According to school officials, the building of a new high school will allow the district to turn the Milford Central Academy and the current Milford Senior High School into a 5 through 8 grade campus and alleviate overcrowding at the elementary level. The purchase of the 186 acres land on Route 113 would also give the district enough land to build an additional elementary or middle school years from now if needed without having to purchase additional land. Concerning athletic fields at the new school, school officials state that the middle school as well as the high school campus would accommodate the needs of all athletes without having to bus students everyday for practices. The turf football and field hockey fields would still be utilized as competition fields for the high school and the savings from not building a new competition football field on the new site would allow the district to put the money saved into the proposed new building.

The Milford School District has been approved by the State of Delaware Office of Management and Budget (OMB) for $69,493,700 for the purchase of land and the building of a new 1,400 student high school.  This loan is pending final approval from the PLUS (Preliminary Land Use Service) and the Governor’s Budget which is expected sometime in mid to late January.  The State of Delaware’s share of a construction project will be approximately 70% totaling $48,645,600 compared to the local district’s 30% share of $20,848,100.  Superintendent Kohel states that the operations referendum money of $3,000,000 will help the district offset the 30% decrease in building budgets that was put in place over the last two years, and it will assist in restoring some of the programs that the district cut including summer school, transportation for certain portions of summer school, after school tutoring programs, and athletic programs. She also stated that the operations referendum will allow the district to purchase updated textbooks and update technology across the district.

The passage of the construction and operations referendum by the residents of the Milford School District will mean that home owners within the district will see an increase in their annual school tax. The Milford School District is proposing to phase the tax increase in over a period of three years. According to school officials, in year one a family with a home having an approximate market value of $150,000 can expect to see a monthly increase of approximately $5.69. A family with a $250,000 market value home can expect a monthly increase of approximately $9.84 during year one. The accumulative monthly increases over three years, on a home having an approximate market value of $150,000, can expect a monthly increase of approximately $19.05. The accumulative monthly increases over three years, on a home having an approximate market value of $250,000 can expect a monthly increase of approximately $31.75.

As part of their community outreach, the District is informing homeowners age 65 and over that they are eligible for a tax credit against regular school property taxes of 50 percent, up to $500. This credit may only be used against property taxes on a primary residence and taxpayers must pay their property tax bill in full by the end of each tax year in order to qualify for this credit for the subsequent property tax year. To receive a tax credit, homeowners 65 or older must complete an application for the credit and submit it to the county in which they reside. The amount of credit will be deducted from the property tax bill before it is mailed to the residents by the County. If the resident qualifies for the Senior School Property Tax Relief program they will not need to reapply each year.
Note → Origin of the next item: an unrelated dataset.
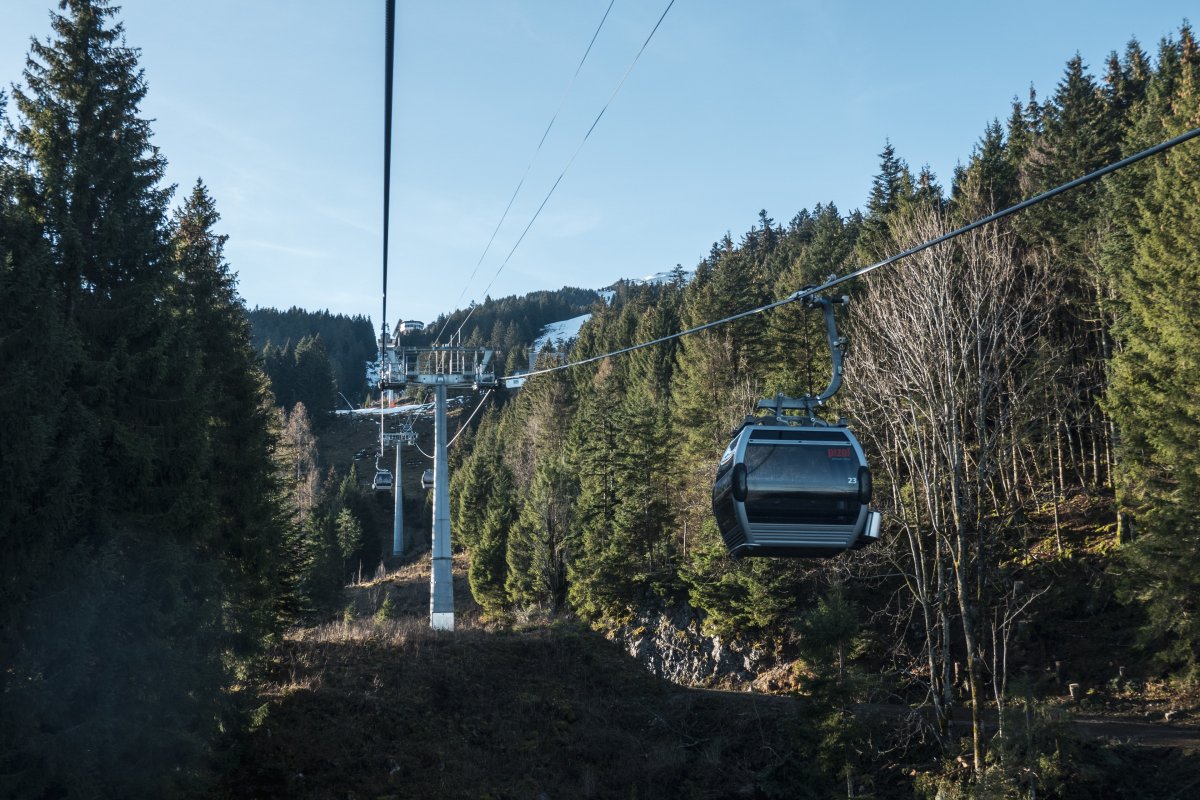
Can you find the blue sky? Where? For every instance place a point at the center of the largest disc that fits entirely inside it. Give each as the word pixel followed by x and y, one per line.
pixel 735 107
Superintendent Kohel is urging Milford School District residents to get involved with the process and states that anyone interested on serving on the Facilities Advisory Committee or on a Community Support Committee can either call her office or email her at  Kohel states that once the district receives the final approval from the PLUS Committee, school officials will choose a final date for the referendum and begin working on a full campaign to garner support for the referendum.